A very large rock jutting out of the Pacific Ocean just off the shore of Morro Bay, CA. A 21 million year old volcanic plug, it is 576 feet high and (according to my estimate based on pacing off half of its perimeter) 2700 feet around its base. Named by the Spanish conquistador Juan Cabrillo, morro is apparently a Spanish word for nose (though the only word I've ever heard for nose is nariz).

It is one of nine such volcanic peaks between Morro Bay and San Luis Obispo, CA which are collectively known as The Nine Sisters; Morro Rock is also known as the Gibraltar of the Pacific. It is actually the shortest of the nine (the tallest being the 1,599 feet Bishop Peak) but is the most impressive and well-known because the others are lost among the hills of the central California coast, while Morro Rock intrudes on the eye because of its nearness to the land (being about 400 feet from the shore) and its very un-islandish aspect ratio. It is now connected to the mainland by a causeway allowing vehicle traffic but historically access was possible only during low tide.

Notwithstanding the twenty one million years of weathering and erosion, it can be seen to be a single immense rock, which is another aspect of its grandeur. Of course there are cracks and fissures everywhere, and the hardy scrub vegetation around the base, in places attempts an assault up the side, but for the most part fails to get more than halfway. The rise of the rock is so abruptly vertical that there is usually only three or four feet of land around it for the various plants (including three cacti in one place) to grow.

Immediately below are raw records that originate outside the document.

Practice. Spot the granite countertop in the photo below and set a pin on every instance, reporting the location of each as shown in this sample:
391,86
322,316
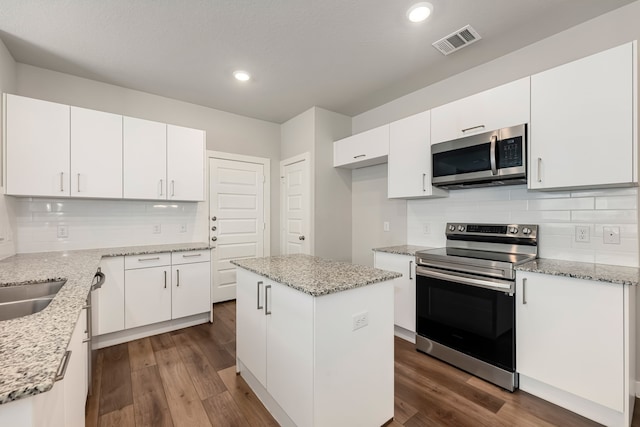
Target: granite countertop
403,249
32,347
583,270
315,276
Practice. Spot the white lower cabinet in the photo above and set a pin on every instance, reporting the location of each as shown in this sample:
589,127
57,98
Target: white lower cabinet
404,288
64,404
301,356
574,346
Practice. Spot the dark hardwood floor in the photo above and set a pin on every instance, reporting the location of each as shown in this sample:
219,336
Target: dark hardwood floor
187,378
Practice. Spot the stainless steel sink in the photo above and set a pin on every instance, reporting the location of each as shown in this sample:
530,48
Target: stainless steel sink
18,301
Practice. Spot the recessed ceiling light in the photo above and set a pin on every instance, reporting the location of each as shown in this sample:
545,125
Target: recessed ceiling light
419,12
243,76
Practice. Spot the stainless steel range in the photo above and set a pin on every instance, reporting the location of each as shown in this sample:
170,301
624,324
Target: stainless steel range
465,304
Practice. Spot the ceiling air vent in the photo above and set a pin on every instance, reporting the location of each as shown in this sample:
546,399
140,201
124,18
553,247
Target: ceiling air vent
457,40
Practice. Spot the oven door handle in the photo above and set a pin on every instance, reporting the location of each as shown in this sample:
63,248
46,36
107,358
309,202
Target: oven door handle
502,286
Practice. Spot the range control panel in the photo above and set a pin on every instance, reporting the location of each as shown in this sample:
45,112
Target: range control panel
460,231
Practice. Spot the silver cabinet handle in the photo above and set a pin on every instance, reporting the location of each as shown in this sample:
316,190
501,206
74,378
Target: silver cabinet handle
266,303
539,169
62,369
472,128
258,306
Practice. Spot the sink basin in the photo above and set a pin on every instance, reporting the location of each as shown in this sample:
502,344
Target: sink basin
18,301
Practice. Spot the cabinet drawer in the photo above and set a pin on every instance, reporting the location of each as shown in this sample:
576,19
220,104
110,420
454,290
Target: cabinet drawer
189,257
146,260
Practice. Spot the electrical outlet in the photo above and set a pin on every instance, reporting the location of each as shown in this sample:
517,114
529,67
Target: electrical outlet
582,233
360,320
611,235
63,232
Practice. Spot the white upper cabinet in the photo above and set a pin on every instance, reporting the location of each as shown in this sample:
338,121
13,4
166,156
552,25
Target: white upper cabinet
582,122
145,159
502,106
185,163
410,158
96,154
37,147
363,149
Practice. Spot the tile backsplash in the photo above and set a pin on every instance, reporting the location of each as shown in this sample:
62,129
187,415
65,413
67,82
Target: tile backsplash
556,213
105,223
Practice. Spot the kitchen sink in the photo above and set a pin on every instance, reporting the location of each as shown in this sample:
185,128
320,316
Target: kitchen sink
18,301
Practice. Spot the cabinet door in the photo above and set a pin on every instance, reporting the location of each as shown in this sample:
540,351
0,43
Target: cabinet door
251,326
582,122
145,159
410,158
75,378
570,335
191,293
502,106
96,154
404,287
185,163
290,351
147,296
107,307
363,149
37,147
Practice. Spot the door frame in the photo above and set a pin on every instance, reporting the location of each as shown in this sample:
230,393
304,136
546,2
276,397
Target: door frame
294,159
266,163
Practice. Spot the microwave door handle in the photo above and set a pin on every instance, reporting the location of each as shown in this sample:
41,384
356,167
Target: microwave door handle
494,169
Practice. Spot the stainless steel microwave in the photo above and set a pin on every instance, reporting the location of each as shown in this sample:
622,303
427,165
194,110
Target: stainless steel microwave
491,158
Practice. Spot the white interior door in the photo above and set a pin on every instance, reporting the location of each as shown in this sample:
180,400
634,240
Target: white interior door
295,206
237,219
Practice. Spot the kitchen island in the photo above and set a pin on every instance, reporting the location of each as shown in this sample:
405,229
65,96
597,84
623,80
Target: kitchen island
315,339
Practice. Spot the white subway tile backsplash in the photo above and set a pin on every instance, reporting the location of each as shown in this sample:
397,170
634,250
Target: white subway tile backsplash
556,214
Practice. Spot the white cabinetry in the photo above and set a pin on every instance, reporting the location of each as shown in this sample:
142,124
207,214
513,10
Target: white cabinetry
404,290
190,275
107,302
297,351
96,154
185,163
145,159
37,147
363,149
410,158
573,344
502,106
583,117
147,289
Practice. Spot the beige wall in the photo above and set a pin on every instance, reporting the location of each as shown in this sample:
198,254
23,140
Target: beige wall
226,132
7,84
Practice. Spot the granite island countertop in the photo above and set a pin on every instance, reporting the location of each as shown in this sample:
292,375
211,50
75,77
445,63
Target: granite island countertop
583,270
313,275
409,250
32,347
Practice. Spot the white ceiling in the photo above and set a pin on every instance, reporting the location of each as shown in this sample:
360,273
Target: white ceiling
346,56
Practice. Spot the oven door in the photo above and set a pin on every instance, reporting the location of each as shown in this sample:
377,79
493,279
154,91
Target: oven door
471,314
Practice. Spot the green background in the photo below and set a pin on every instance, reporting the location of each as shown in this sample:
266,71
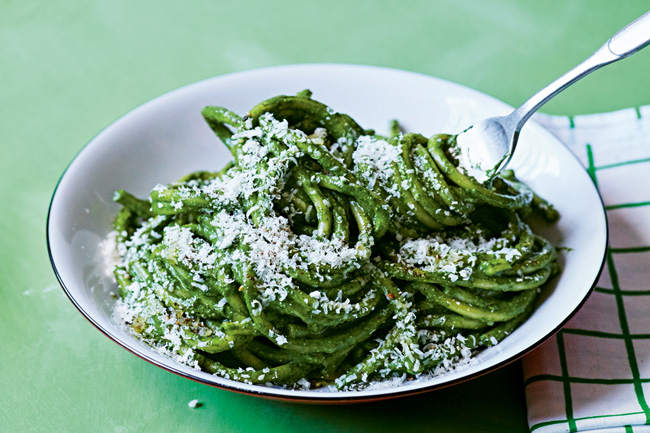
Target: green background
68,68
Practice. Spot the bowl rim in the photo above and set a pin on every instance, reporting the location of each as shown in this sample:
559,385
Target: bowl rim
315,397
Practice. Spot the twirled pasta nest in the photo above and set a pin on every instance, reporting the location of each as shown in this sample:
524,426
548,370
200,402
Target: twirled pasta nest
327,255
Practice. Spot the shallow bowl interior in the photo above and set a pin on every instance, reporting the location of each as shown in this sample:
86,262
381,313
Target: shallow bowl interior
167,138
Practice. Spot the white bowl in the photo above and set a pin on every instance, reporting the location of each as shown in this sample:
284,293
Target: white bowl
167,138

An area about 100 feet long, on the southwest face, is noticeably concave. At the bottom, a scratchy grey beard grows out, consisting of thousands of square feet of rocks ranging from several inches to four or five feet across (and not just a few of the latter; the area is impassable to any travellers except those on foot, or a sure-footed mountain goat). It then tails off to become a quarter-mile breakwater built during World War II using material quarried from The Rock.

The Rock itself is a designated preserve for the endangered peregrine falcon. As such, it is illegal for people to climb on it, though one may drive or walk the narrow road around one side, leading to a vista point and ending at the lunar landscape at the breakwater. I've never seen a falcon there, but there are nooks high up which are said to be the type of place they like to nest. The falcons' eggshells have become too thin to produce viable young; several nestlings are implanted each year by Cornell University in an attempt to repopulate the species.

Apparently, some geologists theorize that the Sisters were actually produced in the area of South America, because the makeup of the rock is unique for this area, and the only similar rock known is there. I don't know if those geologists are considered crackpots by the kinds of geologists that you would want to have over to your dinner party.


I've been to Morro Bay several times in the last ten years, but May, 2002 was the first time since I've been a noder. It occurred to me, as I was walking around the Rock, that noders may be more observant people than average, simply because they're on the lookout for something to write about.

The Rock is so huge, that I was startled at one point, looking at a chunk that will probably fall off in the next ten thousand or so years, and then realizing that even though it looked like not much of anything in that context, it would have covered the house I grew up in.

I remember that last time I was here, I saw a squirrel running around the scant vegetation where some of the fishing boats tie up. To this writer who's always lived in the city and thought squirrels lived in the woods, this seemed odd. This time, I was on the rocky shore on the leeward side of the rock, and was watching three squirrels running about. For some reason, even though the vegetation around the base of the Rock was less than a hundred feet away, I found myself wondering why they were there and what they subsisted on. One of them was raised up on his haunches, worrying a morsel of food he'd found somewhere. The other two eventually came sniffing around my shoes, which made me wonder if they're used to receiving food from tourists.

Later, on the other side of the causeway, but still in a totally rocky environment, I found that there were hundreds of them, and considerably more skittish around me than had been the first few. I still had to wonder what could sustain such a population, and why they lived in the rocks next to the water. I noticed that the adults looked, for the most part, on the fat side, while the young ones, comprising about one third of the total, looked trimmer. A good thing, too, because occasionally a seagull would swoop and the baby squirrel would have to run for its life across the dirt to the protection of a niche in the rocks. The fat elders wouldn't have gotten away, but I never saw a gull take an interest in them.

Returning from the far side of the Rock, I saw the unsurprising explanation for the well-fed status of this out-of-place population: an elderly woman was distributing the contents of a five-pound bag of peanuts. In this situation, the squirrels had no reluctance to approach their giant benefactor. She was mildly annoyed that the grownups were getting most of the handout, and kept calling to the little ones to fetch the ones she aimed toward them. She was greatly annoyed at the seagulls who were trying to get their share. I guess she wasn't a bird person. I found the sound of thirty squirrels in four square feet, all chipping away a peanut shell or chewing up the nut inside, and occasionally fighting over one, to be a chittering like I've never heard before.

The pelicans gliding overhead took no interest at all.